Curious to know what actually transpires at an ‘unofficial’ freshers party, I coaxed a friend of mine to arrange an entry pass for me to one such do, being publicised over Facebook. The dimly-lit setting at a posh club in the city greeted me as I made my way inside, going through stringent security at the gate.
Inside, hoards of excited freshers filled every inch of the club, and the maximum action seemed to be on the dance floor, which was well-lit and where students were busy showcasing their dance skills. The only other place, that was as crowded, was the bar where barely 18-year-olds queued up for hard drinks with as much patience as they would have while submitting their admission forms. Alcohol was being served in plastic glasses and for those who wanted a puff, an open area outside the club had been earmarked for this.
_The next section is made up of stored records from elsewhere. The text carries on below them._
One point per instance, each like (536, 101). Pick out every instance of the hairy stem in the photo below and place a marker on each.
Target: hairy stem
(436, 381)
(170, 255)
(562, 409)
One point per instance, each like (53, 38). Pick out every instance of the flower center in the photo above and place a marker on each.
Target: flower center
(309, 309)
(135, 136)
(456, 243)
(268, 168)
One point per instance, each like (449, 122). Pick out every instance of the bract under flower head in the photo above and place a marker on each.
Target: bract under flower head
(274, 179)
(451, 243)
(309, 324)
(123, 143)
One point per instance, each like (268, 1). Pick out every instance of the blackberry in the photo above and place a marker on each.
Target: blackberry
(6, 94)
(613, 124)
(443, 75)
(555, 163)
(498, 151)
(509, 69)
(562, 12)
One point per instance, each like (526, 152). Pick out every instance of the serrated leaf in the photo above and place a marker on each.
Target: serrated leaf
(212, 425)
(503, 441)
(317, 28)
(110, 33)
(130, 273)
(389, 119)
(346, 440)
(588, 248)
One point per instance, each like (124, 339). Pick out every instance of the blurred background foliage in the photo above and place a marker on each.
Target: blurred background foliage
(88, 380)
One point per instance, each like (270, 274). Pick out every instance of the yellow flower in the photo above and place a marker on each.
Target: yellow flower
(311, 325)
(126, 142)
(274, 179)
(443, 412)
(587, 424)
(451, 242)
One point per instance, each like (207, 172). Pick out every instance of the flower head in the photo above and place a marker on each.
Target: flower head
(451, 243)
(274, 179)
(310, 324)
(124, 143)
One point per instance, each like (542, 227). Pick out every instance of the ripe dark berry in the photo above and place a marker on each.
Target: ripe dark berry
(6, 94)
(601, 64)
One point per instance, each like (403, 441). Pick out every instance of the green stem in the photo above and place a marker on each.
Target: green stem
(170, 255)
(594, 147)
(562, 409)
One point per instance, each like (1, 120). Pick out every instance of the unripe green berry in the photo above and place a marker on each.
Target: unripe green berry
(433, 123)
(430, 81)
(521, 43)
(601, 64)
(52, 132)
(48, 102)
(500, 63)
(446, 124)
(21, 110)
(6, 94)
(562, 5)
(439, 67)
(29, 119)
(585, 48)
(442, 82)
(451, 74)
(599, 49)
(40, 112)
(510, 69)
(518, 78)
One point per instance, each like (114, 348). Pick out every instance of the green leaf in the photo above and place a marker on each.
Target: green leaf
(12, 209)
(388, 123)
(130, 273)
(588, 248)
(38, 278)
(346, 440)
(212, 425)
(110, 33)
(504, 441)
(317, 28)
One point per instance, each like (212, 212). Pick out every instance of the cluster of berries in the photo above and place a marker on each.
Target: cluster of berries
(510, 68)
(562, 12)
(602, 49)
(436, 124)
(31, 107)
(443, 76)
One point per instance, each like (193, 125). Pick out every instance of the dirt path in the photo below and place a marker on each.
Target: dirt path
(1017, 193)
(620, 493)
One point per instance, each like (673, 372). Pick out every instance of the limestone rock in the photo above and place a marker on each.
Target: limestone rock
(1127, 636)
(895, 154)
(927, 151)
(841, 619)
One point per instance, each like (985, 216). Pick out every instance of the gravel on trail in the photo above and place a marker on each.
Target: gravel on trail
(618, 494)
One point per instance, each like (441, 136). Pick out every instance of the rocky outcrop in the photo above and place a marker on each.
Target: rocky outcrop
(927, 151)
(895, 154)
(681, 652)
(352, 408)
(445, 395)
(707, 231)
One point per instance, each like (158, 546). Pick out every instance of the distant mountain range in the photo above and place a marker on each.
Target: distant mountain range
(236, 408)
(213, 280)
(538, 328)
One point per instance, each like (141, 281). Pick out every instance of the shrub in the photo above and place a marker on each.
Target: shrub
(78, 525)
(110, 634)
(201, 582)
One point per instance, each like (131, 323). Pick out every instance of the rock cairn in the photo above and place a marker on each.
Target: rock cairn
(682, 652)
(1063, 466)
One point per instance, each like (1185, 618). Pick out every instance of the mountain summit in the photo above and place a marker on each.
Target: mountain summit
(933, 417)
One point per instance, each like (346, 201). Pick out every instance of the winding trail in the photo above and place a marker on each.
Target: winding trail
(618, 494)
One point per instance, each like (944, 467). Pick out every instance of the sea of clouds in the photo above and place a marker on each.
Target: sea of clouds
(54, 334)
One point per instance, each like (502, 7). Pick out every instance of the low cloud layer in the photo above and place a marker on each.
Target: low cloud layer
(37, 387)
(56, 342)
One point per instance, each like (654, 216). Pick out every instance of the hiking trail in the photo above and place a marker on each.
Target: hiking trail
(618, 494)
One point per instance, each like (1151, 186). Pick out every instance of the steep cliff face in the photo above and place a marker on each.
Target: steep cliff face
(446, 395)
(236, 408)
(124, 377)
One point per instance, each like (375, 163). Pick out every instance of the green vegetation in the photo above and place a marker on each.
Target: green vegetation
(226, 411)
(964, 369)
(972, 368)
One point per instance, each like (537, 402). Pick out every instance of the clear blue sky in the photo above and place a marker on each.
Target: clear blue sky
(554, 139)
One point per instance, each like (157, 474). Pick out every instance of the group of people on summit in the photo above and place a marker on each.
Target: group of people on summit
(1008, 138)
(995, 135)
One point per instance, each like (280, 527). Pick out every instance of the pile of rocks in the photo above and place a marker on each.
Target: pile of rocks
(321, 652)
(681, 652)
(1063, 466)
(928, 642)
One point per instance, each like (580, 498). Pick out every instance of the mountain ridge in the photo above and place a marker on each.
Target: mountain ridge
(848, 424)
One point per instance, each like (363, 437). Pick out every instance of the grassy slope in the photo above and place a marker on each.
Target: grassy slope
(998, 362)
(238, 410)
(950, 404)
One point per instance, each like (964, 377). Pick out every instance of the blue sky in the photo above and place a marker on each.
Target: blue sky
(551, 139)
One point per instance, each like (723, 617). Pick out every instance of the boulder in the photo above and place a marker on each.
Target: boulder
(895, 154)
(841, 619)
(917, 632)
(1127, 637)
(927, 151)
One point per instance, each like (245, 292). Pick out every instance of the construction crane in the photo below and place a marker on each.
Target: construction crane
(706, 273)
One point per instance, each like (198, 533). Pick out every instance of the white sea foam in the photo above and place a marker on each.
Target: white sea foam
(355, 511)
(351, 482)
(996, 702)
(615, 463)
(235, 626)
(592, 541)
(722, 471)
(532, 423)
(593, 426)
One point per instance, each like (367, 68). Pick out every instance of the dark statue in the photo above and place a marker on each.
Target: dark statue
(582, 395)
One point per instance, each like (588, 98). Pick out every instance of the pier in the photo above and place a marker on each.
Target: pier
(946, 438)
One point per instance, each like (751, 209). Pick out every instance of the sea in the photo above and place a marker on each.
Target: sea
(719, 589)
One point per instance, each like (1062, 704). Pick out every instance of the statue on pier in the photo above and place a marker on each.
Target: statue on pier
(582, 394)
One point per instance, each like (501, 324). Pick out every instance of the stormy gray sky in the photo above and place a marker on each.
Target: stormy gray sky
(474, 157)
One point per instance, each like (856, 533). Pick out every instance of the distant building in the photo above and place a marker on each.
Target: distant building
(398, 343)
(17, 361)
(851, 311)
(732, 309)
The scene that I was witnessing was in sync with what I had been promised when I had called up an organiser before the party, to ask if alcohol would be available. “There will be unlimited booze and cigarettes,” he had said.
Though the legal age for drinking in Delhi is 25 years, the newbies seemed to be in the mood to live up to the adage, “Laws are meant to be broken.” Clearly, these parties are not just breaking the ice, they are also breaking some serious rules.
Two hours into the party, there was a sudden cop alert. Soon, I saw two cops at the venue. But almost magically, the setting had been fully changed by the time they entered. The lights were turned on and the plastic glasses were quickly hidden away. I am not sure what the management of the club told the cops, but a few minutes after the policemen departed, booze was freely flowing again.